Erdgeschoßlokale sind in Wien sehr begehrt. Während der kritischen Jahre der Pandemie waren noch massenhaft Geschäfte eingegangen und hatten verwaiste Auslagen zu ebener Erd hinterlassen. Nun ist die Nachfrage nach freien Geschäftslokalen von 2021 auf 2022 um mehr als 60 Prozent gestiegen. Das bedeutet in manchen Bezirken, dass es mehr Interessenten als entsprechende Lokale gibt.
"Was wir derzeit erleben, ist: Mehr Nachfrage als Angebot, besonders in den innerstädtischen Bezirken", sagt Margarete Gumprecht, Handelsobfrau in der Wirtschaftskammer Wien (WKW). Nach dem Einbruch in der Pandemie herrscht nun offensichtlich Aufbruchstimmung - es wird wieder gegründet und investiert.
Dabei sind es vor allem Geschäftslokale mit kleineren Flächen, die gefragt sind.
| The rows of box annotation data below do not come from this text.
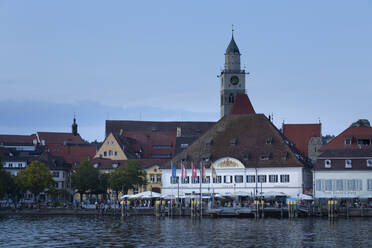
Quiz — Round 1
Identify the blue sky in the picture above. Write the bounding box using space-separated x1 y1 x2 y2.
0 0 372 140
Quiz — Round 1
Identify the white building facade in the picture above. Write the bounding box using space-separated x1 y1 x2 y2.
162 157 306 197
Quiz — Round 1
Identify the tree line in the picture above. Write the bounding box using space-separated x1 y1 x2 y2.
0 158 147 202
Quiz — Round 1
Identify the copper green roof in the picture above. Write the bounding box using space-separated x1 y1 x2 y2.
226 36 240 54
Die meisten Standortsuchenden wollen ein Geschäftslokal zwischen 33 und 89 Quadratmetern. Im Jahr davor waren es noch Flächen zwischen 40 und 140 Quadratmetern und im Jahr 2017 wurden freie Geschäftslokale mit einer Größe von durchschnittlich 134 Quadratmetern gesucht. Diese Flächen sind derzeit aber schwieriger zu finden, da die Durchschnittsgröße der angebotenen Lokale 267 Quadratmeter beträgt.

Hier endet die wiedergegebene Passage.